È Paul Lafargue, il genero di Marx, forse per le sue origini in parte caraibiche, che parla del “diritto all’ozio” in un libricino pubblicato nel 1883 (fu un libro simbolo durante la rivolta del 1968, assieme a lettere ad una professoressa di don Lorenzo Milani e il libretto rosso di Mao) spiega che il proletariato si è lasciato fagocitare mentalmente dalla cultura capitalistica facendo del lavoro e della produttività (del lavoro veloce e alienante) un dogma; con ironia paradossale afferma che è un errore lottare per il diritto al lavoro, un lavoro che esaurisce, disumanizza, ma che bisogna lottare per il diritto alla lentezza, all’ozio, a quell’ozio che è cura dello spirito e della propria umanità in una ottica comunitaria, comunistica di equa distribuzione delle ricchezze e dei tempi di lavoro. Nel capitolo 1 del suo libricino intitolato “Un dogma disastroso” Lafargue, tra l’altro, scrive:
“Una strana follia possiede le classi lavoratrici della civiltà capitalistica. Questa follia trascina con sé miserie individuali e sociali che, da più di due secoli, torturano la triste umanità.
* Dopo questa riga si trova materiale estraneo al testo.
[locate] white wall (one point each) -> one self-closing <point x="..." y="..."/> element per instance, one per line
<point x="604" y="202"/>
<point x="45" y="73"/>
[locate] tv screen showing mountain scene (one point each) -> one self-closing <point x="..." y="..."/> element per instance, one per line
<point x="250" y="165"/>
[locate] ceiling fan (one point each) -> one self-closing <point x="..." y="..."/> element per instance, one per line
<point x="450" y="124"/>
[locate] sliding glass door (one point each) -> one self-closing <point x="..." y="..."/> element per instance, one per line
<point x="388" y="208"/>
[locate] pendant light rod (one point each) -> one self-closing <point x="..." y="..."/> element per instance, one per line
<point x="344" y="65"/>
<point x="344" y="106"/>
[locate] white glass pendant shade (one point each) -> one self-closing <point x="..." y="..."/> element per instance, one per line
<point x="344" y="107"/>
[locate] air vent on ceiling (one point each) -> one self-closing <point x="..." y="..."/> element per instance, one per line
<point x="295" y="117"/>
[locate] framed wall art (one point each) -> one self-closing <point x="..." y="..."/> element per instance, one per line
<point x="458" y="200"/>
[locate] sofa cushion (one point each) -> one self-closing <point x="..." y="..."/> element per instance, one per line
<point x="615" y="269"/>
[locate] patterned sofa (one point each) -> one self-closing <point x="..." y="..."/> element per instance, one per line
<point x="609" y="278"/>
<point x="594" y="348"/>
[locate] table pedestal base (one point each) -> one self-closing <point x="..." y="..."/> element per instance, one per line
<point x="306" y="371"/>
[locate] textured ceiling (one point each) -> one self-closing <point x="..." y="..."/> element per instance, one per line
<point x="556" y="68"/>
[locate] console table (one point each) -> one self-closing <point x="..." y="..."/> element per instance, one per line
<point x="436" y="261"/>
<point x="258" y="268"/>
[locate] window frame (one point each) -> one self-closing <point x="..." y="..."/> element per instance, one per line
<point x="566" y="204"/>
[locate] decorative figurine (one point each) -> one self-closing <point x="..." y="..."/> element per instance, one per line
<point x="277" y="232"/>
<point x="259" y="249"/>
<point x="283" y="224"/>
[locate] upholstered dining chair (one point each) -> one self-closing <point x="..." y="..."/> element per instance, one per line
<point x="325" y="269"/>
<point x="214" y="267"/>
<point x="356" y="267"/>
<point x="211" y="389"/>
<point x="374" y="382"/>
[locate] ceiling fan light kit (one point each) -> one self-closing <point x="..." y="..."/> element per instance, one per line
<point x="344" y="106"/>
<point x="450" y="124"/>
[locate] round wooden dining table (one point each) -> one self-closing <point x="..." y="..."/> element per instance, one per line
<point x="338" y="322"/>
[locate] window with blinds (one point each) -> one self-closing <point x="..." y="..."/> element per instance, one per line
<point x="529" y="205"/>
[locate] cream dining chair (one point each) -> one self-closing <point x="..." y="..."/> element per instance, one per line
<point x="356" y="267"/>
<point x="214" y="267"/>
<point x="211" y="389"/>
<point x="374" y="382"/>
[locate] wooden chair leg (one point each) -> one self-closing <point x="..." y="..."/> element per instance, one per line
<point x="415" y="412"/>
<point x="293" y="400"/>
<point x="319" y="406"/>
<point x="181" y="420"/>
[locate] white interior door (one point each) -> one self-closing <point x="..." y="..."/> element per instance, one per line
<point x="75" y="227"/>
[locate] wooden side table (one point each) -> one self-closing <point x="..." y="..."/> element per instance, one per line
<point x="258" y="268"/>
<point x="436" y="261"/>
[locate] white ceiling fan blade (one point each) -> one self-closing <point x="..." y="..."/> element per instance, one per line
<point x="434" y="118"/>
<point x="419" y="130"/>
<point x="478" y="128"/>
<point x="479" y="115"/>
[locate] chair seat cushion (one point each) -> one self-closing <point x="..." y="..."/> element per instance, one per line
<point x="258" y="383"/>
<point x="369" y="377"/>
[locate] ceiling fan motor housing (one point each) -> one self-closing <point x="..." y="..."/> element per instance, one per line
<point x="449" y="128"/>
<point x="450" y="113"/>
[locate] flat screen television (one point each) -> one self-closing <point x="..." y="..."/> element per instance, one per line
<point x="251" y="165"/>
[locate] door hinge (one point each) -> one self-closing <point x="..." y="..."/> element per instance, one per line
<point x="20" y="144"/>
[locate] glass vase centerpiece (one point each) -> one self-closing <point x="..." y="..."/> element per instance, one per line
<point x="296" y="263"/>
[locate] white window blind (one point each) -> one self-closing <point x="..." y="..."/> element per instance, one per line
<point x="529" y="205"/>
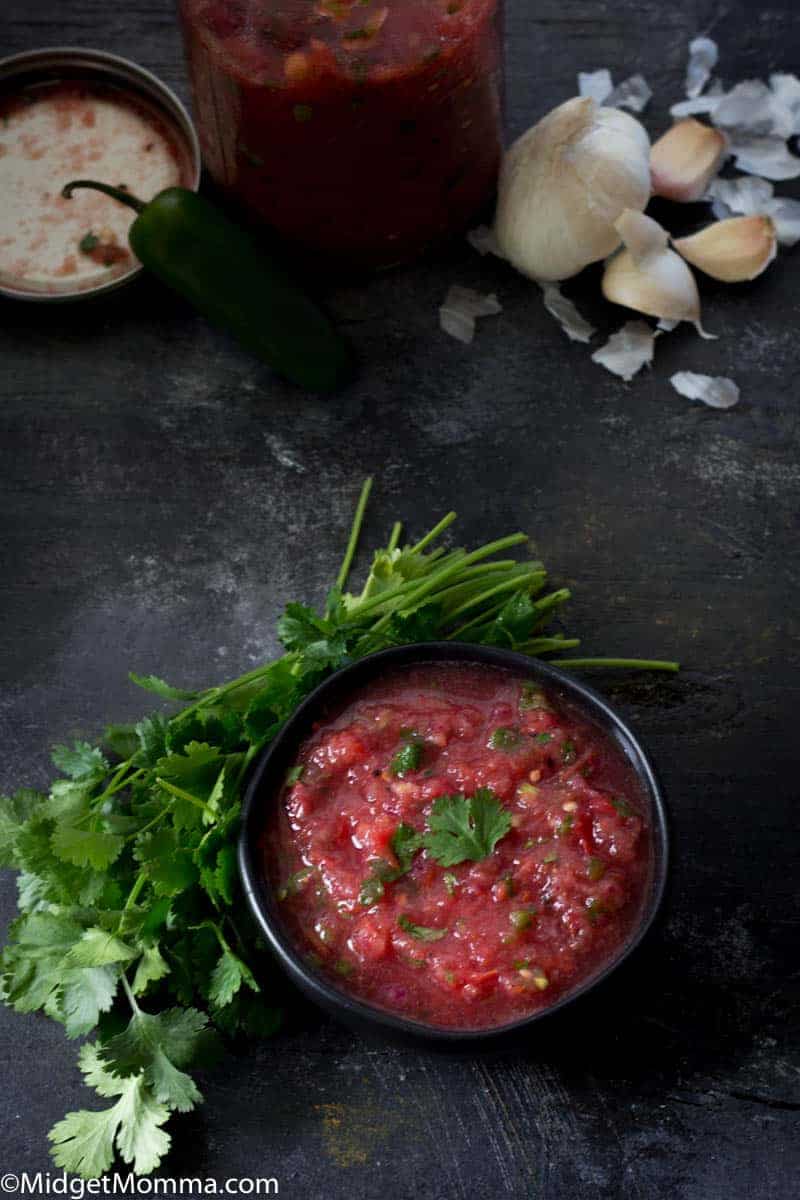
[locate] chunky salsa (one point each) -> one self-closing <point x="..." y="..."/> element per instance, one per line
<point x="360" y="130"/>
<point x="458" y="846"/>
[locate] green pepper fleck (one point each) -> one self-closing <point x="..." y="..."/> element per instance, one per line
<point x="565" y="826"/>
<point x="408" y="757"/>
<point x="505" y="738"/>
<point x="569" y="751"/>
<point x="595" y="869"/>
<point x="421" y="933"/>
<point x="522" y="918"/>
<point x="531" y="697"/>
<point x="295" y="883"/>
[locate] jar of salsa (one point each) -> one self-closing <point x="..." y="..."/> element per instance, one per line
<point x="361" y="131"/>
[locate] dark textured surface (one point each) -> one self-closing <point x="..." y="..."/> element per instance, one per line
<point x="163" y="496"/>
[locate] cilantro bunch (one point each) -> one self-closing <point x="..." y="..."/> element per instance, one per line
<point x="132" y="927"/>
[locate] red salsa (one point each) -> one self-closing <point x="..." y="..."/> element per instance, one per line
<point x="458" y="846"/>
<point x="360" y="130"/>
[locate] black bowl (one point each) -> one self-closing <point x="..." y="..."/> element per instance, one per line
<point x="266" y="781"/>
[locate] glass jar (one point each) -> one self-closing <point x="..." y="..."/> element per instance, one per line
<point x="361" y="131"/>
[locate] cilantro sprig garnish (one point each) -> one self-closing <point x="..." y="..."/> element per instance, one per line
<point x="132" y="927"/>
<point x="458" y="829"/>
<point x="462" y="828"/>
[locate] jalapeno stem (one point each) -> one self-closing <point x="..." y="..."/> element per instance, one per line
<point x="116" y="193"/>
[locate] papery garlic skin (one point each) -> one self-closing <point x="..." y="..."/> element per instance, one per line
<point x="648" y="276"/>
<point x="685" y="160"/>
<point x="734" y="251"/>
<point x="563" y="185"/>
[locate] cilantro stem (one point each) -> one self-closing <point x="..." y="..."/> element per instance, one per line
<point x="439" y="528"/>
<point x="355" y="533"/>
<point x="184" y="796"/>
<point x="444" y="574"/>
<point x="149" y="825"/>
<point x="133" y="895"/>
<point x="132" y="1000"/>
<point x="517" y="581"/>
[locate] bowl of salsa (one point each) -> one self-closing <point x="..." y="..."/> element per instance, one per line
<point x="449" y="843"/>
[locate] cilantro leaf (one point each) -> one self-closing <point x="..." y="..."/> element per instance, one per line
<point x="150" y="967"/>
<point x="86" y="847"/>
<point x="461" y="828"/>
<point x="85" y="994"/>
<point x="505" y="738"/>
<point x="79" y="760"/>
<point x="228" y="977"/>
<point x="14" y="811"/>
<point x="160" y="1045"/>
<point x="300" y="625"/>
<point x="83" y="1143"/>
<point x="167" y="862"/>
<point x="421" y="933"/>
<point x="97" y="948"/>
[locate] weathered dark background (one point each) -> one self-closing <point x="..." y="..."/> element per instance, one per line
<point x="163" y="497"/>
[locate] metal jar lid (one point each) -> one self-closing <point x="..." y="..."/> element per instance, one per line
<point x="137" y="90"/>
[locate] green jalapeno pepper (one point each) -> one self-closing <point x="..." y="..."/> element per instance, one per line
<point x="194" y="250"/>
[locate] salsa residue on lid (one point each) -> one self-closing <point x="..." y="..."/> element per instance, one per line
<point x="458" y="846"/>
<point x="55" y="131"/>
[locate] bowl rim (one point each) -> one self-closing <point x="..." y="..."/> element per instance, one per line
<point x="263" y="903"/>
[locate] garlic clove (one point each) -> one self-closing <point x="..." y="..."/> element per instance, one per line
<point x="732" y="251"/>
<point x="563" y="185"/>
<point x="660" y="286"/>
<point x="686" y="159"/>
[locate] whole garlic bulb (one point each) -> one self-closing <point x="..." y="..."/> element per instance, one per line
<point x="564" y="184"/>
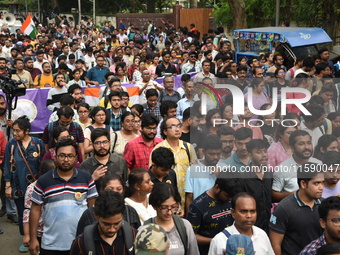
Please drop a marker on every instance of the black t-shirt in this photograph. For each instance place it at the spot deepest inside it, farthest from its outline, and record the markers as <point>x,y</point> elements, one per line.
<point>297,222</point>
<point>209,217</point>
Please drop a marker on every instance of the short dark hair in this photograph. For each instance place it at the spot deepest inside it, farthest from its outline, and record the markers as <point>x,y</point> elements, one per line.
<point>305,174</point>
<point>109,203</point>
<point>243,133</point>
<point>99,132</point>
<point>66,142</point>
<point>166,105</point>
<point>151,93</point>
<point>65,111</point>
<point>162,192</point>
<point>163,157</point>
<point>149,120</point>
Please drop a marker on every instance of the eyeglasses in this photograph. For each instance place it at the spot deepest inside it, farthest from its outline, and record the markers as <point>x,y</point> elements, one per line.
<point>166,209</point>
<point>107,226</point>
<point>335,221</point>
<point>98,143</point>
<point>63,156</point>
<point>173,127</point>
<point>83,112</point>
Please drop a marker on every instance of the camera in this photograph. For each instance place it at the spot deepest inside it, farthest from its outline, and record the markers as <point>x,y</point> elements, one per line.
<point>10,86</point>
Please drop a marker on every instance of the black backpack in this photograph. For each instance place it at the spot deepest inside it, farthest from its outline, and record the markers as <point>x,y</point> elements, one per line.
<point>89,244</point>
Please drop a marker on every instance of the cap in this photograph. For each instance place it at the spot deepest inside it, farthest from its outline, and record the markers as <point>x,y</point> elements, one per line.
<point>151,238</point>
<point>240,245</point>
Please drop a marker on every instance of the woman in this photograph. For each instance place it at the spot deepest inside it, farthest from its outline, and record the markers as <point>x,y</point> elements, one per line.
<point>300,81</point>
<point>121,74</point>
<point>268,126</point>
<point>281,150</point>
<point>140,186</point>
<point>137,126</point>
<point>113,182</point>
<point>83,110</point>
<point>209,128</point>
<point>259,96</point>
<point>166,201</point>
<point>98,116</point>
<point>23,155</point>
<point>58,134</point>
<point>152,68</point>
<point>126,133</point>
<point>325,143</point>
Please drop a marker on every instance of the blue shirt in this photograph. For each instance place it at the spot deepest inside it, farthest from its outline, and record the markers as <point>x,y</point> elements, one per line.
<point>97,74</point>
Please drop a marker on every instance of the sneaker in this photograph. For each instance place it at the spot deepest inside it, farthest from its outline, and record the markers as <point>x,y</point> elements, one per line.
<point>3,211</point>
<point>12,218</point>
<point>23,249</point>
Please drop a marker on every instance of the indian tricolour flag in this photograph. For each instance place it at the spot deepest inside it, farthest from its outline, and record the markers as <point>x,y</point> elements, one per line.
<point>29,28</point>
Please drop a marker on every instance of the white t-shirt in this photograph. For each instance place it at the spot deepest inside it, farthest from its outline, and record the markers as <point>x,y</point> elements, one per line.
<point>260,240</point>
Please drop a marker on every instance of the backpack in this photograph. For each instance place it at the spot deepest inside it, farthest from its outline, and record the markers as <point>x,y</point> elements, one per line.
<point>108,130</point>
<point>180,228</point>
<point>89,244</point>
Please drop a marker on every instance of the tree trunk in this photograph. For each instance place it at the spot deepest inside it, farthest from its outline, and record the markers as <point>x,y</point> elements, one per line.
<point>238,9</point>
<point>193,4</point>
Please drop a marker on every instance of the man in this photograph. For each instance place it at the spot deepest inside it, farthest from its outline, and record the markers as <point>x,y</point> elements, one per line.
<point>54,94</point>
<point>165,67</point>
<point>210,212</point>
<point>22,74</point>
<point>284,180</point>
<point>227,137</point>
<point>114,113</point>
<point>64,194</point>
<point>145,85</point>
<point>96,75</point>
<point>103,160</point>
<point>137,151</point>
<point>244,213</point>
<point>76,52</point>
<point>278,63</point>
<point>193,65</point>
<point>307,66</point>
<point>45,79</point>
<point>332,186</point>
<point>29,67</point>
<point>152,107</point>
<point>206,72</point>
<point>241,157</point>
<point>257,181</point>
<point>186,101</point>
<point>313,123</point>
<point>184,152</point>
<point>202,175</point>
<point>65,118</point>
<point>329,211</point>
<point>40,60</point>
<point>295,221</point>
<point>111,232</point>
<point>190,133</point>
<point>76,92</point>
<point>161,169</point>
<point>169,94</point>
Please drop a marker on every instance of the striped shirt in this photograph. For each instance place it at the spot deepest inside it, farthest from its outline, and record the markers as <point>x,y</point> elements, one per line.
<point>63,202</point>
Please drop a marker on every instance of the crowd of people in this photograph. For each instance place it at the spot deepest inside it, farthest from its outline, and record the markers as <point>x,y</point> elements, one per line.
<point>160,175</point>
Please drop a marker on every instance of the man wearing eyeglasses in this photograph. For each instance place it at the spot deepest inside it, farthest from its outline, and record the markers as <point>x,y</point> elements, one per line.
<point>295,221</point>
<point>64,193</point>
<point>329,212</point>
<point>193,65</point>
<point>103,160</point>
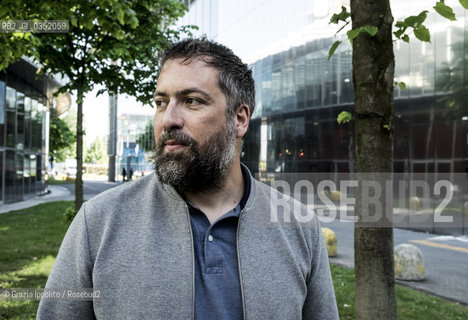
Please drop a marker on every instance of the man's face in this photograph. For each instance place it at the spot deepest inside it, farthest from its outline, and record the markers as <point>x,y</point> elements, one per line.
<point>195,142</point>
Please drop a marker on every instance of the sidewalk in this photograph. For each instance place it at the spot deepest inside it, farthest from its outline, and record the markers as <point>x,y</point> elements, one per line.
<point>56,193</point>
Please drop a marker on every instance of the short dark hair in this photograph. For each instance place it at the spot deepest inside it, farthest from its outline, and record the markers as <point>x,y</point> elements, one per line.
<point>234,77</point>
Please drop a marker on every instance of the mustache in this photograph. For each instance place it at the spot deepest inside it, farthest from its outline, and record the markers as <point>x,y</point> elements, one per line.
<point>178,136</point>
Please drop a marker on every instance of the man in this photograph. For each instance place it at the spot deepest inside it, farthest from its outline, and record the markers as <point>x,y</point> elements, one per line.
<point>195,240</point>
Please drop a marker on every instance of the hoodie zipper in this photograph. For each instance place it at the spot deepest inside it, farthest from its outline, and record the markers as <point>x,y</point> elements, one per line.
<point>239,264</point>
<point>193,262</point>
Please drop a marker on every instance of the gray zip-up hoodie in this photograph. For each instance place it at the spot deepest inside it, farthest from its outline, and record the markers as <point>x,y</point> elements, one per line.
<point>134,244</point>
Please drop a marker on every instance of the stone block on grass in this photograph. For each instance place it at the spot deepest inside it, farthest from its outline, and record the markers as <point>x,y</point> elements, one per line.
<point>409,263</point>
<point>330,240</point>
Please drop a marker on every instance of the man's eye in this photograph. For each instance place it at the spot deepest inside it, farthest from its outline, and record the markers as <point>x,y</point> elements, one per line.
<point>161,103</point>
<point>192,101</point>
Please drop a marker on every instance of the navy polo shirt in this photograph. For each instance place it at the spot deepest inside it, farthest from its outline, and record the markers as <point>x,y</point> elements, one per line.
<point>217,283</point>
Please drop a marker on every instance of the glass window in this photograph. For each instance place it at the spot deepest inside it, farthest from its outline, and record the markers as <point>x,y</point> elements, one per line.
<point>19,176</point>
<point>10,172</point>
<point>10,99</point>
<point>20,132</point>
<point>1,175</point>
<point>27,123</point>
<point>11,129</point>
<point>26,173</point>
<point>20,101</point>
<point>2,102</point>
<point>2,114</point>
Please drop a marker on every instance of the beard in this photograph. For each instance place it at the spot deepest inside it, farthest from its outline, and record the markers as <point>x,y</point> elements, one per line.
<point>199,167</point>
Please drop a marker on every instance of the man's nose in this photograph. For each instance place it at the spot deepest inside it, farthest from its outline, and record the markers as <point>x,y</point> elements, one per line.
<point>173,117</point>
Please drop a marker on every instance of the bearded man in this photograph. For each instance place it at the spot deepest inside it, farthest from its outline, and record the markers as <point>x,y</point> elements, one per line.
<point>194,240</point>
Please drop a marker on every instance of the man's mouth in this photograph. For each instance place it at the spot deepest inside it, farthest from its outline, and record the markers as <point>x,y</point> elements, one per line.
<point>174,145</point>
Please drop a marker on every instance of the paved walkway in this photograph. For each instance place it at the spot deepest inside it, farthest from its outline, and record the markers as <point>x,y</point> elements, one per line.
<point>56,193</point>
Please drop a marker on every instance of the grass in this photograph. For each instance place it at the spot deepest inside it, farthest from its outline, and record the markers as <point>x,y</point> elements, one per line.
<point>411,304</point>
<point>31,238</point>
<point>30,241</point>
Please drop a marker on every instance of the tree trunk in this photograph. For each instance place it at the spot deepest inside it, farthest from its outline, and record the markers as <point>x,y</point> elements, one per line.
<point>79,152</point>
<point>373,73</point>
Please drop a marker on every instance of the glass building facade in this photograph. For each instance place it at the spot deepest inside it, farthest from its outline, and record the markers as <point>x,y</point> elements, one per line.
<point>299,93</point>
<point>134,142</point>
<point>24,131</point>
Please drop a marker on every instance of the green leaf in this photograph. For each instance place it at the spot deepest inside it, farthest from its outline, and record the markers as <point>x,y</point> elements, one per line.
<point>370,30</point>
<point>398,33</point>
<point>120,15</point>
<point>464,3</point>
<point>401,85</point>
<point>333,49</point>
<point>342,16</point>
<point>352,34</point>
<point>422,33</point>
<point>344,117</point>
<point>400,24</point>
<point>444,10</point>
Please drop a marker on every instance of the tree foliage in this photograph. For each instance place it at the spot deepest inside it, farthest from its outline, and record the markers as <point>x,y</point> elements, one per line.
<point>373,79</point>
<point>97,152</point>
<point>145,140</point>
<point>110,42</point>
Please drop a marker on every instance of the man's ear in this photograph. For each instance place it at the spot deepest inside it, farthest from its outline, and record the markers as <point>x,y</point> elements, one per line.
<point>242,117</point>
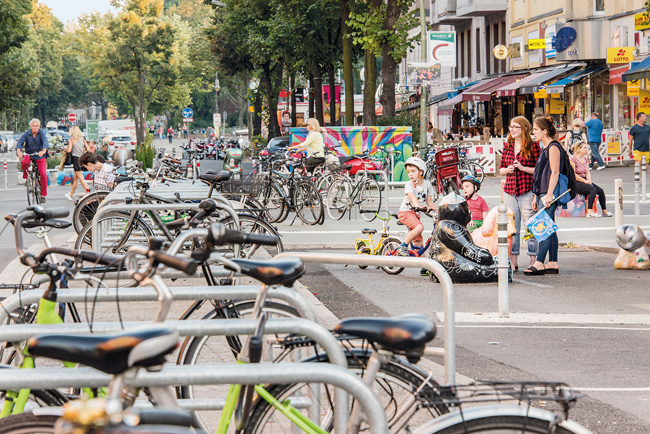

Questa follia è l’amore per il lavoro, la passione mortifera del lavoro, spinta fino all’esaurimento delle forze vitali dell’individuo e della sua prole”.
“Nella società capitalistica, il lavoro, è alla base di tutte le degenerazioni intellettuali e di tutte le patologie organiche”.
In fondo, pure nelle loro differenze, cosa propongono Rousseau, Freinet, Zavalloni, Cassano e Lafargue? Tornare ai tempi umani della vita umana che è tempo di pensiero, di emozioni condivise, di meditazione e di ricostruzione di legami umani di solidarietà dove ognuno contribuisce alla vita della comunità a secondo i propri bisogni e le proprie capacità. Una pedagogia della lentezza, dell’ozio e del recupero dei ritmi della nostra umanità, umanità che ci mette in comunione con gli altri e con l’ambiente naturale, un modo di essere che è alla base di una nuova pedagogia comunistica intesa come un mettere insieme le nostre differenze recuperando il rimo vitale dell’esistenza e la vibrazione comune e solidali delle nostre anime.
di Alain Goussot* (da comune-info.net)
*Alain Goussot è docente di pedagogia speciale presso l’Università di Bologna. Pedagogista, educatore, filosofo e storico, collaboratore di diverse riviste, attento alle problematiche dell’educazione e del suo rapporto con la dimensione etico-politica, privilegia un approccio interdisciplinare (pedagogia, sociologia, antropologia, psicologia e storia). Ha pubblicato: La scuola nella vita. Il pensiero pedagogico di Ovide Decroly (Erickson); Epistemologia, tappe costitutive e metodi della pedagogia speciale (Aracneeditrice); L’approccio transculturale di Georges Devereux (Aracneeditrice); Bambini «stranieri» con bisogni speciali (Aracneeditrice); Pedagogie dell’uguaglianza (Edizioni del Rosone). Il suo ultimo libro è “La pedagogia di Lev Vygotskij. mediazione e dimensione storico-culturale in educazione” (con Riziero Zucchi), Lemonnier università.